Bütün ilçelerde mobil sağlık ekipleri oluşturduklarını ifade eden Koca, sözlerini şöyle sürdürdü:
"Taburcu etiğimiz hastalara da evde sağlık hizmetlerini vermeye devam ediyoruz. Şu an Elazığ'da 23, Malatya'da 19 ekiple evde sağlık hizmetini sürdürüyoruz. Elazığ'da bu ekip sayısını 30'a çıkarmayı planladık. Özellikle afetzedeler açısından bu dönemde psikososyal destek son derece önemli. Sahra ünitelerimizde yoğun olarak psikolojik travma korku ve kaygı şikayetleriyle karşılaşıyoruz."
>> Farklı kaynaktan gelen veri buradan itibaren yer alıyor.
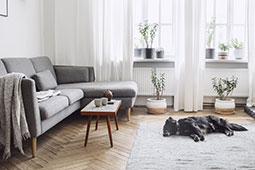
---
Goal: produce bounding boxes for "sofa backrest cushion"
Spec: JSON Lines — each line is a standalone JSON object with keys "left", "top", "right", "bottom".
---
{"left": 0, "top": 60, "right": 7, "bottom": 76}
{"left": 30, "top": 56, "right": 57, "bottom": 80}
{"left": 2, "top": 58, "right": 36, "bottom": 77}
{"left": 32, "top": 70, "right": 57, "bottom": 91}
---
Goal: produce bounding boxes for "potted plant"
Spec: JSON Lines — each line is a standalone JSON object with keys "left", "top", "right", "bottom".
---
{"left": 231, "top": 38, "right": 244, "bottom": 59}
{"left": 146, "top": 69, "right": 167, "bottom": 114}
{"left": 134, "top": 37, "right": 144, "bottom": 58}
{"left": 212, "top": 76, "right": 238, "bottom": 114}
{"left": 218, "top": 43, "right": 231, "bottom": 59}
{"left": 206, "top": 18, "right": 216, "bottom": 59}
{"left": 139, "top": 20, "right": 158, "bottom": 59}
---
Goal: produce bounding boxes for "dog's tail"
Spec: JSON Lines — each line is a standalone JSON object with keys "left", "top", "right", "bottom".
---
{"left": 229, "top": 123, "right": 248, "bottom": 131}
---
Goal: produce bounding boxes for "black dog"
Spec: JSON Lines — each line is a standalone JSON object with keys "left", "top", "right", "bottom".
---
{"left": 163, "top": 115, "right": 247, "bottom": 142}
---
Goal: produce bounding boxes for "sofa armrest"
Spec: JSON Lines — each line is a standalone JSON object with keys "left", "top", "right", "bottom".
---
{"left": 54, "top": 65, "right": 95, "bottom": 84}
{"left": 21, "top": 78, "right": 41, "bottom": 137}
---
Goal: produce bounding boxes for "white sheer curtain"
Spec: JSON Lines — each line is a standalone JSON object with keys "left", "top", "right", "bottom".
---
{"left": 174, "top": 0, "right": 206, "bottom": 112}
{"left": 54, "top": 0, "right": 133, "bottom": 81}
{"left": 247, "top": 0, "right": 255, "bottom": 107}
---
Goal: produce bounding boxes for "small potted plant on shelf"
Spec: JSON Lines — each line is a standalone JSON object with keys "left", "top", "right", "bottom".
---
{"left": 231, "top": 38, "right": 244, "bottom": 60}
{"left": 138, "top": 20, "right": 158, "bottom": 59}
{"left": 212, "top": 76, "right": 238, "bottom": 115}
{"left": 206, "top": 17, "right": 216, "bottom": 59}
{"left": 218, "top": 43, "right": 231, "bottom": 59}
{"left": 146, "top": 69, "right": 167, "bottom": 114}
{"left": 134, "top": 37, "right": 144, "bottom": 58}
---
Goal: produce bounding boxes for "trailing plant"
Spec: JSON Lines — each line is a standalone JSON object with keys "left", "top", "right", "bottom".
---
{"left": 206, "top": 17, "right": 216, "bottom": 48}
{"left": 151, "top": 68, "right": 166, "bottom": 100}
{"left": 231, "top": 38, "right": 244, "bottom": 49}
{"left": 218, "top": 43, "right": 231, "bottom": 51}
{"left": 212, "top": 76, "right": 238, "bottom": 100}
{"left": 139, "top": 21, "right": 158, "bottom": 48}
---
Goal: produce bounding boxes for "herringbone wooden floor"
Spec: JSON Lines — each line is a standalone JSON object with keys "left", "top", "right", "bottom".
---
{"left": 0, "top": 107, "right": 254, "bottom": 170}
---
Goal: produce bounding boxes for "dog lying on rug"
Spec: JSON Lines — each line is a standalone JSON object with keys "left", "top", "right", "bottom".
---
{"left": 163, "top": 115, "right": 247, "bottom": 142}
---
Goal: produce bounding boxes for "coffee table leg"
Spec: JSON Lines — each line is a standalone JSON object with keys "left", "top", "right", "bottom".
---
{"left": 114, "top": 115, "right": 119, "bottom": 130}
{"left": 84, "top": 115, "right": 92, "bottom": 147}
{"left": 95, "top": 115, "right": 100, "bottom": 130}
{"left": 106, "top": 116, "right": 113, "bottom": 147}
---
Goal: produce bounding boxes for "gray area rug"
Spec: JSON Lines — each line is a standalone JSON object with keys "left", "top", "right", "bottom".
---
{"left": 126, "top": 123, "right": 255, "bottom": 170}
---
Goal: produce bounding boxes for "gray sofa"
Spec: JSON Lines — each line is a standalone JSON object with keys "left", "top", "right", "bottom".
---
{"left": 0, "top": 56, "right": 138, "bottom": 157}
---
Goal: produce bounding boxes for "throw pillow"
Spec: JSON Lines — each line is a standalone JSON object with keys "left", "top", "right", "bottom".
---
{"left": 32, "top": 70, "right": 57, "bottom": 91}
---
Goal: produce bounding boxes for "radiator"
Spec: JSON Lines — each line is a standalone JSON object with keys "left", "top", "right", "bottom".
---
{"left": 133, "top": 67, "right": 174, "bottom": 96}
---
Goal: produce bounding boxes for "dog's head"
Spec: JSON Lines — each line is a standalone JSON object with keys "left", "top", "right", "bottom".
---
{"left": 163, "top": 117, "right": 178, "bottom": 136}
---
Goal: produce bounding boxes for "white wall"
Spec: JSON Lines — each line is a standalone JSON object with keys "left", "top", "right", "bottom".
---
{"left": 0, "top": 0, "right": 43, "bottom": 58}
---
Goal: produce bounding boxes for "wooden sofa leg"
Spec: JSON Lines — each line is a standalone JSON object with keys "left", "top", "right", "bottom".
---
{"left": 32, "top": 137, "right": 37, "bottom": 158}
{"left": 126, "top": 108, "right": 131, "bottom": 121}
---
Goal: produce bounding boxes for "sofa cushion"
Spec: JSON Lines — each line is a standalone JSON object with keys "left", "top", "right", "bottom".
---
{"left": 54, "top": 66, "right": 90, "bottom": 84}
{"left": 30, "top": 56, "right": 57, "bottom": 80}
{"left": 59, "top": 89, "right": 84, "bottom": 105}
{"left": 56, "top": 81, "right": 138, "bottom": 98}
{"left": 32, "top": 70, "right": 58, "bottom": 91}
{"left": 39, "top": 96, "right": 69, "bottom": 120}
{"left": 2, "top": 58, "right": 36, "bottom": 77}
{"left": 0, "top": 60, "right": 7, "bottom": 76}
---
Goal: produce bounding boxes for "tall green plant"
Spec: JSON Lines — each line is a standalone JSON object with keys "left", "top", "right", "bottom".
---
{"left": 206, "top": 17, "right": 216, "bottom": 48}
{"left": 151, "top": 69, "right": 166, "bottom": 100}
{"left": 139, "top": 21, "right": 158, "bottom": 48}
{"left": 212, "top": 76, "right": 238, "bottom": 100}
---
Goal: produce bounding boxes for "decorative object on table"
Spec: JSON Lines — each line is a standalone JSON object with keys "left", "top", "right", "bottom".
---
{"left": 138, "top": 20, "right": 158, "bottom": 59}
{"left": 0, "top": 0, "right": 8, "bottom": 17}
{"left": 103, "top": 89, "right": 113, "bottom": 101}
{"left": 156, "top": 48, "right": 164, "bottom": 58}
{"left": 212, "top": 76, "right": 238, "bottom": 114}
{"left": 101, "top": 97, "right": 108, "bottom": 106}
{"left": 146, "top": 68, "right": 166, "bottom": 114}
{"left": 231, "top": 38, "right": 244, "bottom": 59}
{"left": 94, "top": 99, "right": 102, "bottom": 107}
{"left": 206, "top": 17, "right": 216, "bottom": 59}
{"left": 218, "top": 43, "right": 231, "bottom": 59}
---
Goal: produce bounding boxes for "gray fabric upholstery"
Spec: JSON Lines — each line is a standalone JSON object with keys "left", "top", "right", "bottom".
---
{"left": 41, "top": 101, "right": 80, "bottom": 134}
{"left": 59, "top": 89, "right": 84, "bottom": 105}
{"left": 54, "top": 65, "right": 95, "bottom": 84}
{"left": 56, "top": 81, "right": 138, "bottom": 98}
{"left": 32, "top": 70, "right": 57, "bottom": 91}
{"left": 0, "top": 60, "right": 7, "bottom": 76}
{"left": 39, "top": 96, "right": 69, "bottom": 120}
{"left": 2, "top": 58, "right": 36, "bottom": 77}
{"left": 21, "top": 78, "right": 41, "bottom": 137}
{"left": 30, "top": 56, "right": 57, "bottom": 79}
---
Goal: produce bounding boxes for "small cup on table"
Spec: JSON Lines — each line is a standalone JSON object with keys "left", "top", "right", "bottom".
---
{"left": 101, "top": 97, "right": 108, "bottom": 106}
{"left": 94, "top": 99, "right": 102, "bottom": 107}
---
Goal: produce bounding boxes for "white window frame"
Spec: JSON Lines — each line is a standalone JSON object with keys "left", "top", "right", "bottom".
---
{"left": 137, "top": 0, "right": 175, "bottom": 58}
{"left": 207, "top": 0, "right": 248, "bottom": 51}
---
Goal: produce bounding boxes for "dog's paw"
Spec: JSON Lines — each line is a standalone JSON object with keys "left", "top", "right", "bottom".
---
{"left": 226, "top": 131, "right": 234, "bottom": 136}
{"left": 163, "top": 132, "right": 171, "bottom": 137}
{"left": 200, "top": 135, "right": 205, "bottom": 141}
{"left": 194, "top": 136, "right": 200, "bottom": 142}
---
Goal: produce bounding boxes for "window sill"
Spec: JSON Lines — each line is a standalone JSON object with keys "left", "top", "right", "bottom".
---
{"left": 205, "top": 59, "right": 248, "bottom": 64}
{"left": 205, "top": 59, "right": 248, "bottom": 69}
{"left": 133, "top": 57, "right": 175, "bottom": 63}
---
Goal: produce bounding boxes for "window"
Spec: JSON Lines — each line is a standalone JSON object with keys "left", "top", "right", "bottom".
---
{"left": 206, "top": 0, "right": 248, "bottom": 59}
{"left": 134, "top": 0, "right": 174, "bottom": 58}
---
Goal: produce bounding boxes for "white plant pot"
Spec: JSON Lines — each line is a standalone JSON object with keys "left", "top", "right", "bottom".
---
{"left": 233, "top": 48, "right": 244, "bottom": 59}
{"left": 146, "top": 98, "right": 167, "bottom": 114}
{"left": 215, "top": 98, "right": 235, "bottom": 115}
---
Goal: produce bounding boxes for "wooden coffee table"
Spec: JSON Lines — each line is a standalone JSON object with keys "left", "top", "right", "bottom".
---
{"left": 80, "top": 100, "right": 122, "bottom": 147}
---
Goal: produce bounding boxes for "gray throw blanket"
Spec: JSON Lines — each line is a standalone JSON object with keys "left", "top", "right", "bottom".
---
{"left": 0, "top": 73, "right": 30, "bottom": 160}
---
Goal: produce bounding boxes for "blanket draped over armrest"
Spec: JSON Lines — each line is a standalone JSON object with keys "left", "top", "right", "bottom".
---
{"left": 0, "top": 73, "right": 30, "bottom": 160}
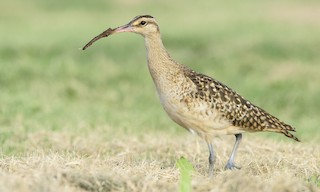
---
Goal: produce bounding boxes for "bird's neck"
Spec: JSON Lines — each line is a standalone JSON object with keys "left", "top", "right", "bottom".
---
{"left": 144, "top": 34, "right": 172, "bottom": 66}
{"left": 144, "top": 34, "right": 182, "bottom": 91}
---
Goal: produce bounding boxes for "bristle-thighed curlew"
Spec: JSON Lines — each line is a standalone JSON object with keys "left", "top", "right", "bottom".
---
{"left": 82, "top": 15, "right": 300, "bottom": 176}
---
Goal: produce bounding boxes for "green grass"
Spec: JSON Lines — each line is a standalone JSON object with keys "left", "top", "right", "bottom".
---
{"left": 0, "top": 0, "right": 320, "bottom": 191}
{"left": 1, "top": 0, "right": 319, "bottom": 150}
{"left": 308, "top": 175, "right": 320, "bottom": 188}
{"left": 176, "top": 157, "right": 194, "bottom": 192}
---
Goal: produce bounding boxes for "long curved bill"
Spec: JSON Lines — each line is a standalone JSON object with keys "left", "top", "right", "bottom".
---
{"left": 82, "top": 24, "right": 133, "bottom": 50}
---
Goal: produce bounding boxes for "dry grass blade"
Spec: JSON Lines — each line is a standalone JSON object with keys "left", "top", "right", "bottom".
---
{"left": 0, "top": 132, "right": 319, "bottom": 192}
{"left": 64, "top": 171, "right": 124, "bottom": 191}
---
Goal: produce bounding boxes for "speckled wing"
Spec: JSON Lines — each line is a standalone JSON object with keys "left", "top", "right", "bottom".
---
{"left": 184, "top": 69, "right": 300, "bottom": 142}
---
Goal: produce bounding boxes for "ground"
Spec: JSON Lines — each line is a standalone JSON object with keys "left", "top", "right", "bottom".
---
{"left": 0, "top": 131, "right": 319, "bottom": 191}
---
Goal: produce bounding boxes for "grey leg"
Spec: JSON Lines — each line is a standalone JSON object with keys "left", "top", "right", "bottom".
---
{"left": 225, "top": 133, "right": 242, "bottom": 170}
{"left": 207, "top": 142, "right": 215, "bottom": 176}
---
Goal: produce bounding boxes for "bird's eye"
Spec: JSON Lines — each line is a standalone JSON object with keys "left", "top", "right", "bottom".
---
{"left": 140, "top": 21, "right": 147, "bottom": 26}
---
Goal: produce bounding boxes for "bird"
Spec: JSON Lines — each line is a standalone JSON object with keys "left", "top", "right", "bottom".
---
{"left": 82, "top": 15, "right": 300, "bottom": 176}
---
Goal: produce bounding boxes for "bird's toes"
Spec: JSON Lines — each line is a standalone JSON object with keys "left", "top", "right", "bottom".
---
{"left": 224, "top": 162, "right": 241, "bottom": 170}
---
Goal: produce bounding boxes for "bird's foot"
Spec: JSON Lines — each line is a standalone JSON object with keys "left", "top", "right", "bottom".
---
{"left": 208, "top": 168, "right": 214, "bottom": 177}
{"left": 224, "top": 161, "right": 241, "bottom": 170}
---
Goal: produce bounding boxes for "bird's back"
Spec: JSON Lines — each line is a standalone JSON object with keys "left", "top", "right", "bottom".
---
{"left": 182, "top": 69, "right": 300, "bottom": 142}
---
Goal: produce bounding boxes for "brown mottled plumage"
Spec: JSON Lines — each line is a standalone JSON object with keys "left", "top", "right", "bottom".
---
{"left": 82, "top": 15, "right": 300, "bottom": 176}
{"left": 184, "top": 69, "right": 300, "bottom": 142}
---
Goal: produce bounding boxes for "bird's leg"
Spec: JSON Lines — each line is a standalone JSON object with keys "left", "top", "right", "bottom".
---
{"left": 207, "top": 142, "right": 215, "bottom": 177}
{"left": 225, "top": 133, "right": 242, "bottom": 170}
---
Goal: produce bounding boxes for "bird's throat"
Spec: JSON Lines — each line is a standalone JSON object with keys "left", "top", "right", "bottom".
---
{"left": 144, "top": 35, "right": 181, "bottom": 92}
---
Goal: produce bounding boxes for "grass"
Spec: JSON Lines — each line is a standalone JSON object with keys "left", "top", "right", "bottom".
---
{"left": 0, "top": 132, "right": 319, "bottom": 191}
{"left": 0, "top": 0, "right": 320, "bottom": 191}
{"left": 176, "top": 157, "right": 194, "bottom": 192}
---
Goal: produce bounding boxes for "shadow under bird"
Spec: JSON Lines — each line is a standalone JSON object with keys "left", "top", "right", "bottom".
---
{"left": 82, "top": 15, "right": 300, "bottom": 176}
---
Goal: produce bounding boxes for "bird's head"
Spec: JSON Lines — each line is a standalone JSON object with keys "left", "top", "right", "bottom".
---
{"left": 120, "top": 15, "right": 159, "bottom": 36}
{"left": 83, "top": 15, "right": 159, "bottom": 50}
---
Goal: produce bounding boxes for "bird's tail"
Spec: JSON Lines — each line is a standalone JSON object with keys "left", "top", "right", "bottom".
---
{"left": 264, "top": 128, "right": 301, "bottom": 142}
{"left": 280, "top": 129, "right": 301, "bottom": 142}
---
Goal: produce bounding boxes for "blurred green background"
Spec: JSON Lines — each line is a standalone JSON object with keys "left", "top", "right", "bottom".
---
{"left": 1, "top": 0, "right": 319, "bottom": 155}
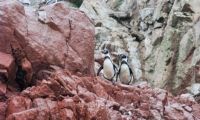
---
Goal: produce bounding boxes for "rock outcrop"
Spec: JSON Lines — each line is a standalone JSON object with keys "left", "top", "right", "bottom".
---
{"left": 0, "top": 0, "right": 96, "bottom": 117}
{"left": 0, "top": 0, "right": 200, "bottom": 120}
{"left": 142, "top": 0, "right": 200, "bottom": 95}
{"left": 0, "top": 0, "right": 95, "bottom": 89}
{"left": 80, "top": 0, "right": 142, "bottom": 84}
{"left": 80, "top": 0, "right": 200, "bottom": 95}
{"left": 4, "top": 69, "right": 200, "bottom": 120}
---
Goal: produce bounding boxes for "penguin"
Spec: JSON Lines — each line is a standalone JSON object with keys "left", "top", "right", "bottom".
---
{"left": 116, "top": 54, "right": 134, "bottom": 85}
{"left": 97, "top": 49, "right": 118, "bottom": 84}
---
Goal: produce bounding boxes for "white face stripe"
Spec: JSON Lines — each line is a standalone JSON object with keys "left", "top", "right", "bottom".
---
{"left": 121, "top": 58, "right": 128, "bottom": 62}
{"left": 102, "top": 52, "right": 111, "bottom": 58}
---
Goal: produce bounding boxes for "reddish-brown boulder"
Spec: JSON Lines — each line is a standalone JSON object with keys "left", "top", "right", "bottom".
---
{"left": 94, "top": 51, "right": 104, "bottom": 65}
{"left": 0, "top": 0, "right": 95, "bottom": 80}
{"left": 31, "top": 3, "right": 95, "bottom": 76}
{"left": 0, "top": 52, "right": 16, "bottom": 82}
{"left": 6, "top": 96, "right": 31, "bottom": 117}
{"left": 4, "top": 69, "right": 200, "bottom": 120}
{"left": 0, "top": 102, "right": 7, "bottom": 120}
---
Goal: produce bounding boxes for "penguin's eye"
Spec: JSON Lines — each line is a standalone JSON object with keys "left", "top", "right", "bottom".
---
{"left": 105, "top": 50, "right": 108, "bottom": 54}
{"left": 121, "top": 55, "right": 126, "bottom": 59}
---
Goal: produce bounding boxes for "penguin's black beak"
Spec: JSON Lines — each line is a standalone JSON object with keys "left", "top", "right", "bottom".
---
{"left": 101, "top": 49, "right": 109, "bottom": 54}
{"left": 118, "top": 54, "right": 126, "bottom": 59}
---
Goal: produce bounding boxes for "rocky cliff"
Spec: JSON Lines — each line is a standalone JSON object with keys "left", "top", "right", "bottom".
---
{"left": 79, "top": 0, "right": 200, "bottom": 95}
{"left": 0, "top": 0, "right": 200, "bottom": 119}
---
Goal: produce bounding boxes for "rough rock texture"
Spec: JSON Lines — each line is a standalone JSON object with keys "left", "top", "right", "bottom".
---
{"left": 1, "top": 0, "right": 200, "bottom": 120}
{"left": 4, "top": 69, "right": 200, "bottom": 120}
{"left": 80, "top": 0, "right": 200, "bottom": 95}
{"left": 0, "top": 0, "right": 95, "bottom": 81}
{"left": 142, "top": 0, "right": 200, "bottom": 95}
{"left": 0, "top": 0, "right": 96, "bottom": 117}
{"left": 80, "top": 0, "right": 142, "bottom": 84}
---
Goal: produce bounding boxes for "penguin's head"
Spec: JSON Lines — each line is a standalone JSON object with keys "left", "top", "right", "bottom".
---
{"left": 101, "top": 49, "right": 109, "bottom": 54}
{"left": 119, "top": 54, "right": 128, "bottom": 62}
{"left": 101, "top": 49, "right": 110, "bottom": 57}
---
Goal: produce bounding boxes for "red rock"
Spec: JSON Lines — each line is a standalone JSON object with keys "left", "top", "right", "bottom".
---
{"left": 191, "top": 104, "right": 200, "bottom": 119}
{"left": 123, "top": 92, "right": 140, "bottom": 105}
{"left": 136, "top": 82, "right": 150, "bottom": 89}
{"left": 113, "top": 91, "right": 124, "bottom": 104}
{"left": 57, "top": 108, "right": 76, "bottom": 120}
{"left": 0, "top": 102, "right": 7, "bottom": 120}
{"left": 94, "top": 62, "right": 101, "bottom": 75}
{"left": 21, "top": 58, "right": 34, "bottom": 87}
{"left": 58, "top": 98, "right": 76, "bottom": 115}
{"left": 6, "top": 108, "right": 38, "bottom": 120}
{"left": 105, "top": 100, "right": 120, "bottom": 110}
{"left": 149, "top": 97, "right": 163, "bottom": 113}
{"left": 94, "top": 51, "right": 104, "bottom": 65}
{"left": 46, "top": 99, "right": 58, "bottom": 118}
{"left": 135, "top": 108, "right": 151, "bottom": 119}
{"left": 0, "top": 0, "right": 95, "bottom": 78}
{"left": 164, "top": 106, "right": 187, "bottom": 120}
{"left": 80, "top": 77, "right": 94, "bottom": 92}
{"left": 178, "top": 94, "right": 196, "bottom": 106}
{"left": 95, "top": 77, "right": 118, "bottom": 95}
{"left": 6, "top": 96, "right": 30, "bottom": 117}
{"left": 29, "top": 2, "right": 95, "bottom": 76}
{"left": 48, "top": 79, "right": 64, "bottom": 96}
{"left": 115, "top": 83, "right": 135, "bottom": 92}
{"left": 33, "top": 98, "right": 52, "bottom": 119}
{"left": 33, "top": 80, "right": 55, "bottom": 98}
{"left": 73, "top": 95, "right": 84, "bottom": 103}
{"left": 96, "top": 106, "right": 110, "bottom": 120}
{"left": 108, "top": 109, "right": 122, "bottom": 120}
{"left": 78, "top": 86, "right": 97, "bottom": 103}
{"left": 0, "top": 0, "right": 195, "bottom": 120}
{"left": 0, "top": 82, "right": 7, "bottom": 95}
{"left": 4, "top": 69, "right": 200, "bottom": 119}
{"left": 182, "top": 105, "right": 192, "bottom": 112}
{"left": 92, "top": 83, "right": 109, "bottom": 99}
{"left": 33, "top": 98, "right": 48, "bottom": 110}
{"left": 0, "top": 52, "right": 16, "bottom": 82}
{"left": 86, "top": 100, "right": 110, "bottom": 120}
{"left": 154, "top": 88, "right": 167, "bottom": 101}
{"left": 122, "top": 115, "right": 133, "bottom": 120}
{"left": 139, "top": 103, "right": 149, "bottom": 111}
{"left": 150, "top": 109, "right": 162, "bottom": 120}
{"left": 76, "top": 103, "right": 87, "bottom": 120}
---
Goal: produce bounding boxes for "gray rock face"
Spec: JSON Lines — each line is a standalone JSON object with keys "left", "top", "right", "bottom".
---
{"left": 144, "top": 0, "right": 200, "bottom": 95}
{"left": 81, "top": 0, "right": 200, "bottom": 95}
{"left": 80, "top": 0, "right": 143, "bottom": 84}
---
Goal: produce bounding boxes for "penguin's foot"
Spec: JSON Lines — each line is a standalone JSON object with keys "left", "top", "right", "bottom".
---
{"left": 112, "top": 80, "right": 115, "bottom": 85}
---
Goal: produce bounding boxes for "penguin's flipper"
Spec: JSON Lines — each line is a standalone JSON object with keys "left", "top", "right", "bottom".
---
{"left": 129, "top": 67, "right": 133, "bottom": 75}
{"left": 129, "top": 67, "right": 134, "bottom": 84}
{"left": 97, "top": 66, "right": 103, "bottom": 76}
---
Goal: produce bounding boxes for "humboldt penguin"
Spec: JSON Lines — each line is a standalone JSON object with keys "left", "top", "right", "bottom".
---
{"left": 97, "top": 49, "right": 118, "bottom": 84}
{"left": 116, "top": 54, "right": 133, "bottom": 85}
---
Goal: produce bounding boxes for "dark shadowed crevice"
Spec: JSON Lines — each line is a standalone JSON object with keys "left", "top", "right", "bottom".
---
{"left": 47, "top": 22, "right": 62, "bottom": 32}
{"left": 182, "top": 47, "right": 196, "bottom": 63}
{"left": 15, "top": 65, "right": 27, "bottom": 91}
{"left": 165, "top": 57, "right": 172, "bottom": 66}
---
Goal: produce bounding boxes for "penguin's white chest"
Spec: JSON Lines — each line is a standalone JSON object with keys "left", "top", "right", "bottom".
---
{"left": 103, "top": 59, "right": 115, "bottom": 79}
{"left": 119, "top": 64, "right": 132, "bottom": 84}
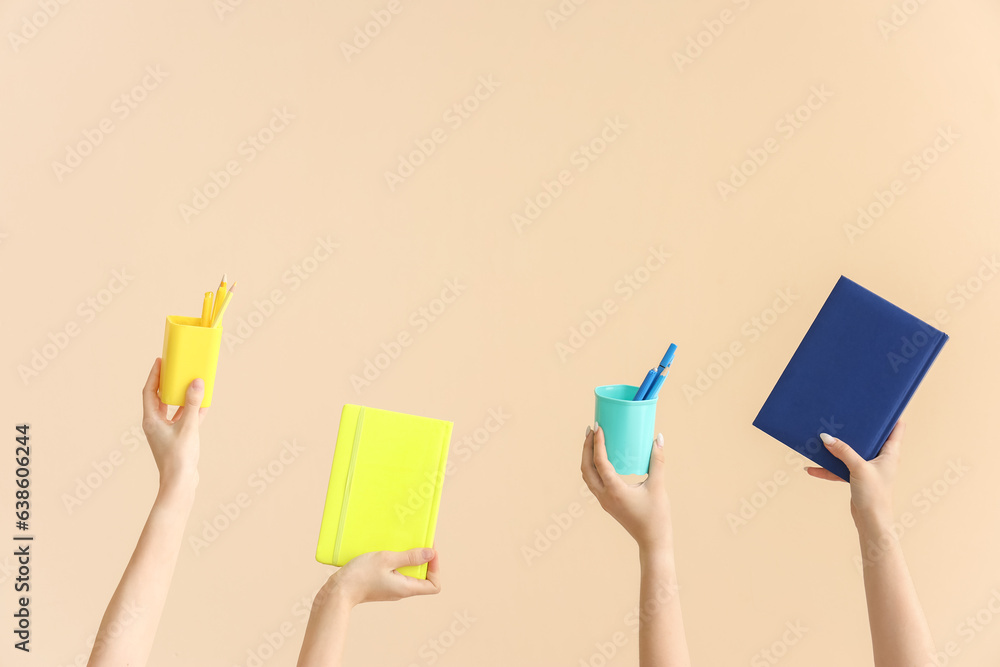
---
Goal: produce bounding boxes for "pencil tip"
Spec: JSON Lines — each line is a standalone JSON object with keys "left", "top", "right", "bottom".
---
{"left": 222, "top": 273, "right": 227, "bottom": 282}
{"left": 228, "top": 281, "right": 236, "bottom": 291}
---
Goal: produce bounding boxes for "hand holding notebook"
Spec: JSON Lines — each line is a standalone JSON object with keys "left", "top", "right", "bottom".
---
{"left": 753, "top": 276, "right": 948, "bottom": 481}
{"left": 315, "top": 404, "right": 453, "bottom": 579}
{"left": 807, "top": 421, "right": 906, "bottom": 526}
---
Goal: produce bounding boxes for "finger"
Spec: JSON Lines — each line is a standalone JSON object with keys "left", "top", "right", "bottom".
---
{"left": 179, "top": 378, "right": 205, "bottom": 429}
{"left": 385, "top": 547, "right": 434, "bottom": 570}
{"left": 388, "top": 548, "right": 441, "bottom": 594}
{"left": 804, "top": 466, "right": 847, "bottom": 482}
{"left": 170, "top": 405, "right": 185, "bottom": 424}
{"left": 878, "top": 420, "right": 906, "bottom": 460}
{"left": 422, "top": 549, "right": 442, "bottom": 593}
{"left": 198, "top": 406, "right": 209, "bottom": 424}
{"left": 592, "top": 423, "right": 624, "bottom": 489}
{"left": 820, "top": 433, "right": 866, "bottom": 475}
{"left": 142, "top": 358, "right": 163, "bottom": 422}
{"left": 581, "top": 425, "right": 603, "bottom": 491}
{"left": 645, "top": 433, "right": 666, "bottom": 488}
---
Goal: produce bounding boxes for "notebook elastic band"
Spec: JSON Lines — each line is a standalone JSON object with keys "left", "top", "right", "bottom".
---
{"left": 333, "top": 406, "right": 365, "bottom": 563}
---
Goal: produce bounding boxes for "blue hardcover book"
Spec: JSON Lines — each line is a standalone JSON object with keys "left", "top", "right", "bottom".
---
{"left": 752, "top": 276, "right": 948, "bottom": 481}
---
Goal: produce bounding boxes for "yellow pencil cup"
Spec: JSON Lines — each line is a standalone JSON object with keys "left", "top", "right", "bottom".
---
{"left": 159, "top": 316, "right": 223, "bottom": 407}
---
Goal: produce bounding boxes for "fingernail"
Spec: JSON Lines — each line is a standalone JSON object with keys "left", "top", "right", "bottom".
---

Bakan Koca, vatandaşların normal yaşantı sürecine geçişlerini kolaylaştırmak için proaktif bir yaklaşım içinde olduklarını, özellikle psikososyal destek için eğitim almış meslek elemanlarını, çocuk ve ergen psikiyatri uzmanlarını görevlendirdiklerini vurguladı.
Elazığ'da Fethi Sekin Şehir Hastanesi ve Malatya'da erişkinler için Malatya Eğitim ve Araştırma Hastanesi'nde, çocuk depremzedeler için de Turgut Özal Tıp Merkezi'nde ek hizmet sunumuna başladıklarını dile getiren Koca, riskli gebelere ulaşılarak muayenelerinin yapıldığını anlattı.
Koca, "Riskli gebeler hastanelerimizdeki anne otellerinde ihtiyaç olan durumda misafir ediliyor. Ayrıca çadırlarda kalan hamile ve emziren annelere psikolojik destek amaçlı ebe, hemşire ve psikologdan oluşan destek ekipleri oluşturuldu." diye konuştu.
- "Karbonmonoksit zehirlenmelerine karşı dikkatli olmamız gerekiyor"
Afet durumlarında güvenli su, atık bertarafı ve haşere artışı gibi konuların yönetilmesinin önemli olduğuna değinen Koca, sözlerini şöyle tamamladı:
"Olası bir salgının, enfeksiyon artışının önüne geçmek için de planlama ve hazırlıklarımızı tamamladık. Bu anlamda öncelikle şebeke suyunun kullanılabilir olup olmadığını incelemek üzere halk sağlığı laboratuvarlarımızda şebeke suyu numuneleri incelendi. Numunelerin şu an hepsinin normal olduğunu söyleyebilirim. Bunun dışında su depolarının dezenfeksiyonu yapıldı. Ayrıca bölgedeki illerde bulunan ambalajlı su tesisleriyle görüşülerek ihtiyaç halinde sevk edilmek üzere stoklar oluşturuldu. Son olarak özellikle çadır ve konteyner bölgelerinde ısınmak için kullanılan yakıtlara ve karbonmonoksit zehirlenmelerine karşı dikkatli olmamız gerektiğini bir kez daha hatırlatmak istiyorum."